A nice little pictorial story from Imgur

*Cabin in the Woods*
*




*

*Full picture story here (with links): *


----------



## TMG51 (Mar 18, 2016)

I was gonna say it was a hunting cabin, right up until the squatter symbol. 
The prompt compliance and removal of all materials suggests it was either a) somebody not wanting to leave any trace (wanted by the law) or b) perhaps a full time squatter who truly could not have spared leaving behind those resources.


----------



## Matt Derrick (Mar 18, 2016)

we have this posted somewhere else in the forums, but it didn't have those 'after' pictures. i love the idea of ghostly/ninja squatters coming and going in the night.


----------



## Desperado Deluxe (Mar 18, 2016)

Sux they found it..


----------



## Kim Chee (Mar 19, 2016)

Matt Derrick said:


> we have this posted somewhere else in the forums, but it didn't have those 'after' pictures. i love the idea of ghostly/ninja squatters coming and going in the night.

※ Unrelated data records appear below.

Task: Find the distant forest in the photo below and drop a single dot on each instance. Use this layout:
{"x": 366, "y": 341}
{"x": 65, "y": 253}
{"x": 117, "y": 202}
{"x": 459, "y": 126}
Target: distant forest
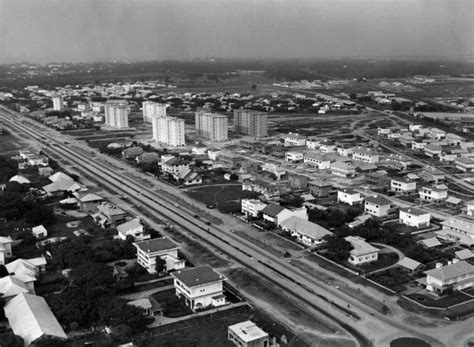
{"x": 275, "y": 69}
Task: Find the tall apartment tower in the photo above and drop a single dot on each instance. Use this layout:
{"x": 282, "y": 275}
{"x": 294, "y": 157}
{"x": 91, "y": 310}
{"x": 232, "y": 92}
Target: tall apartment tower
{"x": 169, "y": 131}
{"x": 116, "y": 114}
{"x": 151, "y": 109}
{"x": 58, "y": 102}
{"x": 211, "y": 126}
{"x": 251, "y": 123}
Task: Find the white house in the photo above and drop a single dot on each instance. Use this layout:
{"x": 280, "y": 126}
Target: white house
{"x": 362, "y": 252}
{"x": 200, "y": 287}
{"x": 248, "y": 334}
{"x": 276, "y": 214}
{"x": 308, "y": 233}
{"x": 132, "y": 228}
{"x": 294, "y": 157}
{"x": 251, "y": 207}
{"x": 349, "y": 196}
{"x": 402, "y": 185}
{"x": 413, "y": 217}
{"x": 39, "y": 231}
{"x": 377, "y": 205}
{"x": 149, "y": 250}
{"x": 436, "y": 193}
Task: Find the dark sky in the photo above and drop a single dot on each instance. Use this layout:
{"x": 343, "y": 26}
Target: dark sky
{"x": 91, "y": 30}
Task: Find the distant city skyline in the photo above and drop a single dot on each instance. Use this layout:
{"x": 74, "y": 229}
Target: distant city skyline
{"x": 106, "y": 30}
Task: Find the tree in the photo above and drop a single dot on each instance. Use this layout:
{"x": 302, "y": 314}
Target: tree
{"x": 338, "y": 249}
{"x": 11, "y": 340}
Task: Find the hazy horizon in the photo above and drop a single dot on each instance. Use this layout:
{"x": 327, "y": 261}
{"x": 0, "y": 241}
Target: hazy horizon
{"x": 137, "y": 30}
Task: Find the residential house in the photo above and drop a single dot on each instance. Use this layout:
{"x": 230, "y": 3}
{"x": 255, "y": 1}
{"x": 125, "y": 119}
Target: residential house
{"x": 5, "y": 248}
{"x": 320, "y": 188}
{"x": 39, "y": 231}
{"x": 365, "y": 155}
{"x": 30, "y": 317}
{"x": 308, "y": 233}
{"x": 132, "y": 228}
{"x": 435, "y": 194}
{"x": 248, "y": 334}
{"x": 414, "y": 217}
{"x": 276, "y": 214}
{"x": 251, "y": 207}
{"x": 349, "y": 196}
{"x": 149, "y": 250}
{"x": 362, "y": 252}
{"x": 294, "y": 157}
{"x": 377, "y": 205}
{"x": 343, "y": 169}
{"x": 464, "y": 164}
{"x": 322, "y": 162}
{"x": 201, "y": 287}
{"x": 456, "y": 275}
{"x": 402, "y": 185}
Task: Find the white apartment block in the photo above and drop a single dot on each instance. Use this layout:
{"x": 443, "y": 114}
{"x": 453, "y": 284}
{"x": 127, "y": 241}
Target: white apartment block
{"x": 200, "y": 287}
{"x": 401, "y": 185}
{"x": 169, "y": 131}
{"x": 414, "y": 217}
{"x": 149, "y": 250}
{"x": 153, "y": 109}
{"x": 211, "y": 126}
{"x": 251, "y": 123}
{"x": 58, "y": 103}
{"x": 116, "y": 115}
{"x": 251, "y": 207}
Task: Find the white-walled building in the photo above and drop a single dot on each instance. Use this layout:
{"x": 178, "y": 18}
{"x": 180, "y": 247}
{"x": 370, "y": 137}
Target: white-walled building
{"x": 413, "y": 217}
{"x": 248, "y": 334}
{"x": 211, "y": 126}
{"x": 376, "y": 205}
{"x": 201, "y": 287}
{"x": 169, "y": 131}
{"x": 149, "y": 250}
{"x": 153, "y": 109}
{"x": 362, "y": 252}
{"x": 349, "y": 196}
{"x": 116, "y": 114}
{"x": 251, "y": 207}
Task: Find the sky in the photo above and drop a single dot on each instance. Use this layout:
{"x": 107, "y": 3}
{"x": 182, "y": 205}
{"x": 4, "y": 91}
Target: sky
{"x": 105, "y": 30}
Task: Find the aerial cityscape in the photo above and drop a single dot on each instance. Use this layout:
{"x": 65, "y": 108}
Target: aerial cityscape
{"x": 219, "y": 173}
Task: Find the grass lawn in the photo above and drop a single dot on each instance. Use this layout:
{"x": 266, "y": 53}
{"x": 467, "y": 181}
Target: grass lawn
{"x": 224, "y": 197}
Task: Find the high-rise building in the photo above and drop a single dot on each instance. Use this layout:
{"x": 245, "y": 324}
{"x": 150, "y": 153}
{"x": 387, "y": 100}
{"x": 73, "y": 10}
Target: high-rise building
{"x": 251, "y": 123}
{"x": 169, "y": 131}
{"x": 211, "y": 126}
{"x": 116, "y": 114}
{"x": 58, "y": 102}
{"x": 151, "y": 109}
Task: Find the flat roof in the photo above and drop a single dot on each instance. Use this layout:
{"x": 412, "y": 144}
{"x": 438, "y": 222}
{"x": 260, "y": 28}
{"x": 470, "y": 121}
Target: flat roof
{"x": 197, "y": 276}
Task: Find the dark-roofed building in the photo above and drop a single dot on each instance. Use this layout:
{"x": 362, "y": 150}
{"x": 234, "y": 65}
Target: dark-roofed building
{"x": 200, "y": 287}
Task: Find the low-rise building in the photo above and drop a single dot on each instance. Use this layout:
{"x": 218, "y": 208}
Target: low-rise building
{"x": 343, "y": 169}
{"x": 132, "y": 228}
{"x": 251, "y": 207}
{"x": 308, "y": 233}
{"x": 402, "y": 185}
{"x": 349, "y": 196}
{"x": 435, "y": 194}
{"x": 149, "y": 250}
{"x": 414, "y": 217}
{"x": 201, "y": 287}
{"x": 377, "y": 205}
{"x": 456, "y": 275}
{"x": 248, "y": 334}
{"x": 362, "y": 252}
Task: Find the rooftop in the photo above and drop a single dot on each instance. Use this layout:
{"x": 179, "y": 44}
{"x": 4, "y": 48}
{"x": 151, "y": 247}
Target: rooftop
{"x": 197, "y": 276}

I no longer know how to merge threads or I'd attach it to this one:
https://squattheplanet.com/threads/tiny-cabin-discovered-in-arcata-community-forest.24729/


----------



## iflewoverthecuckoosnest (Mar 28, 2016)

I was just about to post this article, but it looks like ya beat me to it. Cool shit. It'd be interesting to talk to whoever built it.


----------